Data Preparation and Descriptive Analyses

A single diabetes status variable was created by combining responses to the pre-diabetes and diabetes questions. Respondents who reported being told by a doctor that they had pregnancy diabetes were excluded. Race/ethnicity was re-coded by combining non-Hispanic Asians, American Indian/Alaskan Natives and other race as one category; leaving non-Hispanic white, non-Hispanic black and Hispanics as three separate categories.

Survey design of the study was declared using SVYSET statement of STATA 13.1 [18]. Percentages and 95% Confidence Intervals (CI) were computed for all categorical variables of interest. Shapiro-Wilk test was used to test for normality of all continuous variables and shapes of the distributions were assessed using histograms. Since the continuous variables were non-normally distributed, medians and interquartile ranges were used for summary statistics. Chi-square tests were used to investigate the bivariate relationship between each potential predictor variable and the outcome of interest (diabetes status: diabetes, pre-diabetes and neither). Statistical inferences were based on a critical p≤0.05.

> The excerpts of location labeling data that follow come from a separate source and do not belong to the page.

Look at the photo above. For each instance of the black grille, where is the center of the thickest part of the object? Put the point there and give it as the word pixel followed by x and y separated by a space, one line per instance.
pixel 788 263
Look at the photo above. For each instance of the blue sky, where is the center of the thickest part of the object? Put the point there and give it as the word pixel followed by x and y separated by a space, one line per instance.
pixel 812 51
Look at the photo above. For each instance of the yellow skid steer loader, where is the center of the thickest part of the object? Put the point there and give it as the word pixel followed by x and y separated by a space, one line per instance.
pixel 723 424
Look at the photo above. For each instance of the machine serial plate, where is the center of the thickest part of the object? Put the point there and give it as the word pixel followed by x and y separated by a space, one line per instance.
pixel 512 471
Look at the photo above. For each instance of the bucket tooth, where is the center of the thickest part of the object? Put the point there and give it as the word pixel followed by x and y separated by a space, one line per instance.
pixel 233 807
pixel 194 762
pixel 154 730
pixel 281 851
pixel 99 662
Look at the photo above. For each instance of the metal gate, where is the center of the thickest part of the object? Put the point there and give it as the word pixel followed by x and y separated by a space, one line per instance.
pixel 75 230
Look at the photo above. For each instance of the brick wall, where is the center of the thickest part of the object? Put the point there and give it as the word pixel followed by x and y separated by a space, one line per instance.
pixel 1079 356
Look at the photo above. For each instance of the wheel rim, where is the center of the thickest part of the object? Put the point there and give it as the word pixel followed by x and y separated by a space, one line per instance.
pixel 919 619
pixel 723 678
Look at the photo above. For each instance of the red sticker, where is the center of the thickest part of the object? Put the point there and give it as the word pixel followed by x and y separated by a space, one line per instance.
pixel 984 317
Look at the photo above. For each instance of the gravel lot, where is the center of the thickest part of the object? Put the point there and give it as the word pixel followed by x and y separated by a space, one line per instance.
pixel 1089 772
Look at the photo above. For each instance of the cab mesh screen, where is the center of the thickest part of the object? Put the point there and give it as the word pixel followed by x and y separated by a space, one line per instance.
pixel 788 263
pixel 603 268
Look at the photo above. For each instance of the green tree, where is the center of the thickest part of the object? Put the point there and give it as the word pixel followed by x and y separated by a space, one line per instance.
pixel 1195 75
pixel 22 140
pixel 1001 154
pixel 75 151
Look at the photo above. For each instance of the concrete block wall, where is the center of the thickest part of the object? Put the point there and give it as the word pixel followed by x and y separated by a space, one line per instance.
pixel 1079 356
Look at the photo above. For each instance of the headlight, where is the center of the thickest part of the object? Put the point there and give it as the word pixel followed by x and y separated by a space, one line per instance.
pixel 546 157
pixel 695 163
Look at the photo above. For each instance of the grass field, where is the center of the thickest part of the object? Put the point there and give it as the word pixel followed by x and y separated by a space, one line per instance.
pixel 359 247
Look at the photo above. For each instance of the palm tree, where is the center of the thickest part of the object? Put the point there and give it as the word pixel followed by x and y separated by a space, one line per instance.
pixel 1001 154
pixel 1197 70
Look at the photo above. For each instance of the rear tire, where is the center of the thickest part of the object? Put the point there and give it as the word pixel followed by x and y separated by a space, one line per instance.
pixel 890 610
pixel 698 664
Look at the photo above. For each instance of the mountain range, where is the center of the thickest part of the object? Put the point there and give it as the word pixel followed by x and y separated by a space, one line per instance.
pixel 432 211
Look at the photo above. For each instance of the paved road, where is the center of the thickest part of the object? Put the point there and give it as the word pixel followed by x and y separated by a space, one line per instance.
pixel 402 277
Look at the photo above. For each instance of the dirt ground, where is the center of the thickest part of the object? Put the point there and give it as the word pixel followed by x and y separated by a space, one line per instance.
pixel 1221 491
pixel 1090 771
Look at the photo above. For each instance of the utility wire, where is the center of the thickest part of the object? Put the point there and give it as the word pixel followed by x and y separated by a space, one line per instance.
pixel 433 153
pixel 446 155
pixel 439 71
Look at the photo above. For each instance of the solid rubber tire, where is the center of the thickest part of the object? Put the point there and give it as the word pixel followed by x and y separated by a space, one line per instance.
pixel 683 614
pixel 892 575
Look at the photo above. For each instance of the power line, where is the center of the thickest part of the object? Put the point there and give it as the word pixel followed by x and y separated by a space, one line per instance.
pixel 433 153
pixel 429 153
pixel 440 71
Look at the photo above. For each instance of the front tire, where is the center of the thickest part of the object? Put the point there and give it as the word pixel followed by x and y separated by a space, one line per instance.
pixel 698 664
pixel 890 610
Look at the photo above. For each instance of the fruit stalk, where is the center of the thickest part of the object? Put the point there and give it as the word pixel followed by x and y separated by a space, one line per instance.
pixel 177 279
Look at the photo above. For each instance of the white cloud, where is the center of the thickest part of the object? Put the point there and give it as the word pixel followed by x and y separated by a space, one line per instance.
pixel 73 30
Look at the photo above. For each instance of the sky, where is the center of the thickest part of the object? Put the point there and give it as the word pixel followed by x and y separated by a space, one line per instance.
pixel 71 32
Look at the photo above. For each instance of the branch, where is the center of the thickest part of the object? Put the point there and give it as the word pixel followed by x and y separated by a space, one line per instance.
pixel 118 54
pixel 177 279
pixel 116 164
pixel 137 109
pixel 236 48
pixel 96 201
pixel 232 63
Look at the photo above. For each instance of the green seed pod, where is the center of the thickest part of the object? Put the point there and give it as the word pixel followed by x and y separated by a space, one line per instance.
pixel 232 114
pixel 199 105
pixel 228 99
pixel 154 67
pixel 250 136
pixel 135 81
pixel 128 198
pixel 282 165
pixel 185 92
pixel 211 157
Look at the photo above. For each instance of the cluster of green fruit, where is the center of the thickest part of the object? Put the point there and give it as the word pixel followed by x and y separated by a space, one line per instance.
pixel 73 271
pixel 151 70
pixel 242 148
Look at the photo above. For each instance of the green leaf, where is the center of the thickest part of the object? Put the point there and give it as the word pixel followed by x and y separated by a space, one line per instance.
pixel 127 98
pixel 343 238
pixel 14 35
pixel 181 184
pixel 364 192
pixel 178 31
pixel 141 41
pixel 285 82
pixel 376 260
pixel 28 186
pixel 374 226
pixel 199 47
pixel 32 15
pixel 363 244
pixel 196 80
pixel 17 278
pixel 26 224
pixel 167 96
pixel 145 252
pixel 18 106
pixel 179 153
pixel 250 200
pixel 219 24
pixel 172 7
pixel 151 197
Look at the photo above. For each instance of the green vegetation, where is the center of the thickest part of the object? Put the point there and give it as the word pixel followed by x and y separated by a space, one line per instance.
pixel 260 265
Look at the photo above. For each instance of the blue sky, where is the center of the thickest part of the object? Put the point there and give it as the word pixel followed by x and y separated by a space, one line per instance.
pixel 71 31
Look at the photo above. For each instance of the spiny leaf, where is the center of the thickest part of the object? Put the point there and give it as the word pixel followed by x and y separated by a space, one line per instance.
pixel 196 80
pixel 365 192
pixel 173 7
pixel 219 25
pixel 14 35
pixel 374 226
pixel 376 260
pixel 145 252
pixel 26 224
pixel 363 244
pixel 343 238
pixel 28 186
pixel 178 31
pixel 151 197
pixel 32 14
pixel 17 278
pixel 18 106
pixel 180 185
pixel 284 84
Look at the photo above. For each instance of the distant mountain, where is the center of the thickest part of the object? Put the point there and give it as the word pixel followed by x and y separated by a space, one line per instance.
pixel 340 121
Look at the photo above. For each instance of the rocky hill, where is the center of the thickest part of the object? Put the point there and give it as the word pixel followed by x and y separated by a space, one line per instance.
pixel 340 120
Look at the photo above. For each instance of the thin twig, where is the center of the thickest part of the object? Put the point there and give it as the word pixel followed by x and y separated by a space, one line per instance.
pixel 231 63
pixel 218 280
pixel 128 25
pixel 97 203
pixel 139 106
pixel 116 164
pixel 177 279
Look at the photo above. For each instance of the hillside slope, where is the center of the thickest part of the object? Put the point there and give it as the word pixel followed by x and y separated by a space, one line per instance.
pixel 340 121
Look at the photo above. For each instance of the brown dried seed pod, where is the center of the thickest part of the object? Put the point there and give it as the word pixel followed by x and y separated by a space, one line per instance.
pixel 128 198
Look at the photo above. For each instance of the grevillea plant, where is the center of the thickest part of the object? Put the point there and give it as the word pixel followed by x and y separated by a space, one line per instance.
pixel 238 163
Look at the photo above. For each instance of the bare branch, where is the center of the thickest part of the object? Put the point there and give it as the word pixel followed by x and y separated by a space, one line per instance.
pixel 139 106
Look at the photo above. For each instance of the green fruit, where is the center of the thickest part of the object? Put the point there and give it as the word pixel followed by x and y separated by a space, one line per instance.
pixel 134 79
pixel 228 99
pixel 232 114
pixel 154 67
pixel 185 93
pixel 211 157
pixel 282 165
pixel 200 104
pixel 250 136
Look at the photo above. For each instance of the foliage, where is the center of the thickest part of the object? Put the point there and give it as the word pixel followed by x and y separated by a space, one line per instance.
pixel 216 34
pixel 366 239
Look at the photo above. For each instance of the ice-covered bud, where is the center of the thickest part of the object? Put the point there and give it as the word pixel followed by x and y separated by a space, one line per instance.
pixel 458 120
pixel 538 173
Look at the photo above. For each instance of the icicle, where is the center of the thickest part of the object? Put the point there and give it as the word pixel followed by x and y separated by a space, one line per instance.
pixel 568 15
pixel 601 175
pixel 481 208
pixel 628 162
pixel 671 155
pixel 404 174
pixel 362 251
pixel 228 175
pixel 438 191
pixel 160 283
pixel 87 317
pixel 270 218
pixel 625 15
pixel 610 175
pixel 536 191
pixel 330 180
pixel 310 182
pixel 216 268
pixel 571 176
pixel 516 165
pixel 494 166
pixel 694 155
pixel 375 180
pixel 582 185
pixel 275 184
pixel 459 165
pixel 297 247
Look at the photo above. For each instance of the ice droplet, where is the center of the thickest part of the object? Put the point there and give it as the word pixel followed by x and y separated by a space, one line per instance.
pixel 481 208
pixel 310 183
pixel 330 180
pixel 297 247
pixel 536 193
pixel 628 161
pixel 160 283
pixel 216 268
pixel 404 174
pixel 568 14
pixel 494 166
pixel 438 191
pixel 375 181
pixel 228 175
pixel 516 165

Multinomial Logistic Model

The first step in building the multivariable multinomial logistic model involved fitting simple multinomial models between each of the potential predictors, and the polytomous diabetes status variable. Variables that were significantly associated with the outcome (p≤0.05) were considered for inclusion in the multivariable multinomial model. However, to avoid highly correlated predictor variables, two-way correlations between the predictor variables were assessed using Pearson’s correlation coefficient.

Manual backwards elimination procedure was used to fit a weighted (to account for the complex sampling design) multivariable multinomial model with all predictors that had simple associations; setting the p-value for removal at 0.05. Confounding was assessed using a change in parameter estimate of 20% [19] when the model is run with and without a specific suspected confounder of interest. Variables that either had a significant association (p≤0.05) with the outcome, or resulted in at least a 20% change of the parameter estimates of the variables already in the model were retained in the model to form the final main effects model. Age was forced in the model due to the apriori belief that it was a confounder. Two-way interaction terms of the variables in the final main effects model were then assessed for statistical significance. Significant ones were retained in the final model. Relative risk ratios (RRR) and their 95% confidence intervals (CI) were then computed for all variables in the final model.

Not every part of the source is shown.